Wenigstens nach der Dusche fühlte ich mich ein wenig menschlicher. Ich war so frech und hatte mich an Sams Beautyschrank bedient. Sie bekam viel zu oft Werbeprodukte zugeschickt, und jedes Mal, wenn ich hier war, wollte sie mir etliche Shampoos und Conditioner mitgeben – die ich natürlich alle nicht mit nach Hause nehmen konnte, da man im Handgepäck keine Flüssigkeiten mit sich führen durfte. Tja.
Ich dankte im Geiste der Beautyfirma, die gerade meine Haare durch ihr Wundershampoo und diese unfassbar gut riechende Spülung wieder zum Glänzen gebracht hatte.
Ich fühlte mich schon fast wieder ein bisschen normaler, als ich in die Küche ging und vor Hunger fast starb.
Ich öffnete gerade den riesigen Kühlschrank, als ich die Haustür hörte.
„Sam?", rief ich ein wenig verwirrt. „Was machst du denn schon hier?"
„50 Prozent Trefferchance und du tippst genau auf die falschen 50 Prozent!", ertönte eine Stimme hinter mir und ich quiekte, wirbelte herum und fiel Harry erst einmal um den Hals.
„Oh mein Gott! Hi! Ich wusste gar nicht, dass du im Lande bist! Ich dachte, du bist gerade in den USA oder so, Sam hat gar nichts gesagt, okay, ich hab auch nicht gefragt, aber, oh man, oh wie cool!", sprudelte aus mir heraus und ich strahlte Harry an.
„Schön, dich zu sehen, Jana", sagte er mit seiner ruhigen Stimme und grinste mich breit an, wodurch seine Grübchen zum Vorschein kamen.
„Machst du dir jetzt was zu essen?", fragte er, als er den halb offenen Kühlschrank hinter mir sah. Er ging wieder hinaus und sicher Richtung Flur, um sich die Schuhe und die Lederjacke auszuziehen.
„Ja", rief ich, „bin grad erst aufgestanden..."
„Da haut der Jetlag wohl richtig rein, oder?", gab Harry verständnisvoll zurück, als er wieder in die Küche kam.

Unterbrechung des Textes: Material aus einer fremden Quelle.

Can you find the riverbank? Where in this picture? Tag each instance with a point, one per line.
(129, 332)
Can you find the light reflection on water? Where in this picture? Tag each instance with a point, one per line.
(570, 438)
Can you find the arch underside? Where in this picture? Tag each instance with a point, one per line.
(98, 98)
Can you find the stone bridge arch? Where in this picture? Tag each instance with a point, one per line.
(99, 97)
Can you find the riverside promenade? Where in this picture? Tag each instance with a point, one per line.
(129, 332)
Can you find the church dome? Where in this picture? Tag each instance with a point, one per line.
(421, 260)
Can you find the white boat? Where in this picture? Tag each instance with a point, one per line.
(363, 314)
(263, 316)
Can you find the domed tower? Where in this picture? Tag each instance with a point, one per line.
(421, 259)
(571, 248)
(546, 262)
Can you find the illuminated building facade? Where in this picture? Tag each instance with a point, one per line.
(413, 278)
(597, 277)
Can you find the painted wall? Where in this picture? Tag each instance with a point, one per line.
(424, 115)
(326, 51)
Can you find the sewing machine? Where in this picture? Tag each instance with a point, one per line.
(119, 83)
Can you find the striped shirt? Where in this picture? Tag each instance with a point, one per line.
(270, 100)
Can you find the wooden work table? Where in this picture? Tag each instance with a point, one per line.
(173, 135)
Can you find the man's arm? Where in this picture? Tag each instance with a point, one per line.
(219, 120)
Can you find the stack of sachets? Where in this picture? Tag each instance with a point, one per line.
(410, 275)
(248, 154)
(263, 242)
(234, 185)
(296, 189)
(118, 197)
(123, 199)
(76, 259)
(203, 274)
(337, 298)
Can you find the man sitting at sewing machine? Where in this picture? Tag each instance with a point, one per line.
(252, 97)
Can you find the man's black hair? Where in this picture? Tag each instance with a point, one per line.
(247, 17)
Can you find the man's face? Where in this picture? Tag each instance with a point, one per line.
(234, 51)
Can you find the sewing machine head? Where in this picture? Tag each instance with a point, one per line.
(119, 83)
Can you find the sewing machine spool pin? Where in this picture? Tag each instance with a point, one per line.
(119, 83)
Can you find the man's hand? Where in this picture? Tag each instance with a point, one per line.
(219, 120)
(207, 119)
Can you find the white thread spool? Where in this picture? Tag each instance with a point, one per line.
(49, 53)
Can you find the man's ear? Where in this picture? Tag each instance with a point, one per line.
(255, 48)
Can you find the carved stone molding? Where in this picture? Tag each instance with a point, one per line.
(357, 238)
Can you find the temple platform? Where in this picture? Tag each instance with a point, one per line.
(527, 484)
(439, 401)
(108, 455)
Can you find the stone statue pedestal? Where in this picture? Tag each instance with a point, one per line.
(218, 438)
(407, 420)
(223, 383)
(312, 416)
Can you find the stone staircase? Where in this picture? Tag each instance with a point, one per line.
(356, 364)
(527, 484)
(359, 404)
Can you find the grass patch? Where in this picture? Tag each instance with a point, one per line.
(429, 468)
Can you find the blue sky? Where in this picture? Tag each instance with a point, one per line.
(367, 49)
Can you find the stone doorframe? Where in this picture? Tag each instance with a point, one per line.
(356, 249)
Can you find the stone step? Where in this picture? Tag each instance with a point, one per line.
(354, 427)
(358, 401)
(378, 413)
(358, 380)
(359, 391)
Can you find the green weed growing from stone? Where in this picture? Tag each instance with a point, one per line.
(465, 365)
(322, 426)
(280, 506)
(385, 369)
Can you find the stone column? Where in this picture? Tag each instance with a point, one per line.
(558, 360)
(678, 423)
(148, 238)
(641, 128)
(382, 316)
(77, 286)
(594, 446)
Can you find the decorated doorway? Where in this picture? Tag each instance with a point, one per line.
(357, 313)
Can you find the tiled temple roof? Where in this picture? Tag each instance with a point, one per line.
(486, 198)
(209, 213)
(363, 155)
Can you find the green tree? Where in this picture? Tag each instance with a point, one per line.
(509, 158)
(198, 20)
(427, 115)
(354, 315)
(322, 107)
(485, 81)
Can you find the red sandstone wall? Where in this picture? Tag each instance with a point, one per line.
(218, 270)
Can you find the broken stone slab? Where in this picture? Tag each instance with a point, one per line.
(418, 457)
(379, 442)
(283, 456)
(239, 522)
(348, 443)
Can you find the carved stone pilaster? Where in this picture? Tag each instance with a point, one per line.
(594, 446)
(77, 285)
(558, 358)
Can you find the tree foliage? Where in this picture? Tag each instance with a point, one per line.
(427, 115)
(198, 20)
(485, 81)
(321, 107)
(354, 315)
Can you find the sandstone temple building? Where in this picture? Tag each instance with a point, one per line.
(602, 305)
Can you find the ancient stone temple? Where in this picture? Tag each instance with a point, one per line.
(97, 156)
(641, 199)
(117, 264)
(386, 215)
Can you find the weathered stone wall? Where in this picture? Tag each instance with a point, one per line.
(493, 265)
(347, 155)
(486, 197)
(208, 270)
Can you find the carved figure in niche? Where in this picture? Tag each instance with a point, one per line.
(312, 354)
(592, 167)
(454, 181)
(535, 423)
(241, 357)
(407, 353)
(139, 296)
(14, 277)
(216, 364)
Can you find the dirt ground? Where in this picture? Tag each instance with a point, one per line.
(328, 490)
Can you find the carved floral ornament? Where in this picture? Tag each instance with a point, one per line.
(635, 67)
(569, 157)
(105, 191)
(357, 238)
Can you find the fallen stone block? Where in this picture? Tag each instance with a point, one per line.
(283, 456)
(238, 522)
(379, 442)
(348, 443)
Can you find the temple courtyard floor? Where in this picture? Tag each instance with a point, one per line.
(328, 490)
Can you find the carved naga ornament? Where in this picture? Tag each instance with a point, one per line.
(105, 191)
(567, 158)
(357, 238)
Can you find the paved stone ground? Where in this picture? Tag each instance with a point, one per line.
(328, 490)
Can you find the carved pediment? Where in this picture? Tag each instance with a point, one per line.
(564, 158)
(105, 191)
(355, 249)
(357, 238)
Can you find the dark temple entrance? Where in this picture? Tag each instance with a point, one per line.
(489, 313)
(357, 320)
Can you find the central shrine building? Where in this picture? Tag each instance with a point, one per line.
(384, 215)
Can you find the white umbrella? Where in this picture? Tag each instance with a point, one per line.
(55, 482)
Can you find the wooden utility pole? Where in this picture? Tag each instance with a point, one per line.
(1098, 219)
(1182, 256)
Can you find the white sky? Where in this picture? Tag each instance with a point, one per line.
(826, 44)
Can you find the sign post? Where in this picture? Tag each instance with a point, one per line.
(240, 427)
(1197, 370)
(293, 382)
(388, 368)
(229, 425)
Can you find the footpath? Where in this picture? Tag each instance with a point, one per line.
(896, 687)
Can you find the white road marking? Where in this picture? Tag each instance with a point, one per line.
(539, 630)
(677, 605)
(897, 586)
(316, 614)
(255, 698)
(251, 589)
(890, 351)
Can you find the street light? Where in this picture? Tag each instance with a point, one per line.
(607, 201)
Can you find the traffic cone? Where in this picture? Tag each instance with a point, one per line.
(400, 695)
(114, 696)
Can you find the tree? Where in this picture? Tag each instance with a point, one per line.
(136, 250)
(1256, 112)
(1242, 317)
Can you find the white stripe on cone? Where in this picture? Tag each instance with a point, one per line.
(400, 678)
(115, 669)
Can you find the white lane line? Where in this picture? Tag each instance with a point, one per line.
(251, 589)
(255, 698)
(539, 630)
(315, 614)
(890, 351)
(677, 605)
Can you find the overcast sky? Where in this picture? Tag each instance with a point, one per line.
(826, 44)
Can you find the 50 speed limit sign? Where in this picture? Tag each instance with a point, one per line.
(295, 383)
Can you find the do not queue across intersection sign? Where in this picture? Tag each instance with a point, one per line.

Er trug ein weißes T-Shirt und eine schwarze Jeans.
Ich betrachtete ihn von oben bis unten und musste gegen meinen Willen grinsen.
„Was ist mit Ihnen passiert, Mister Styles?", fragte ich ironisch. „Keine bunten Klamotten mehr im Schrank?"
Er sah an sich herunter und schien nicht zu kapieren, was ich meinte.
„Also das letzte Mal hab ich dich Kanarienvogel in diesem Schwarzweiß-Aufzug gesehen, als es noch One Direction gab!", erklärte ich ihm lachend.
Nun schien es endlich angekommen zu sein, was ich meinte. Er verdrehte gespielt kokett die Augen und meinte: „Auch meine Kanarienvogelkarriere braucht mal eine Auszeit, weißt du."
Ich schnaubte, als ich mich wieder dem Kühlschrank zuwandte.
„Nein, Spaß. Ich weiß, dass Sam es mag, wenn ich weiß trage, also ..."
Ich sah ihn wieder an und sah gerade noch, wie er leicht lächelnd mit den Schultern zuckte.
„Oh Gott, ihr seid so süß, da muss ich gleich kotzen", informierte ich ihn und würgte gespielt.
Harry stieß mir den Ellbogen in die Seite und schob mich vom Kühlschrank weg. „Geh weg von meinem Kühlschrank, du bist hier nur Gast. Also, auf was hast du Bock? Rührei? Honigpfannkuchen? Spaghetti? Suppe? Wir haben alles da, was das Herz begehrt."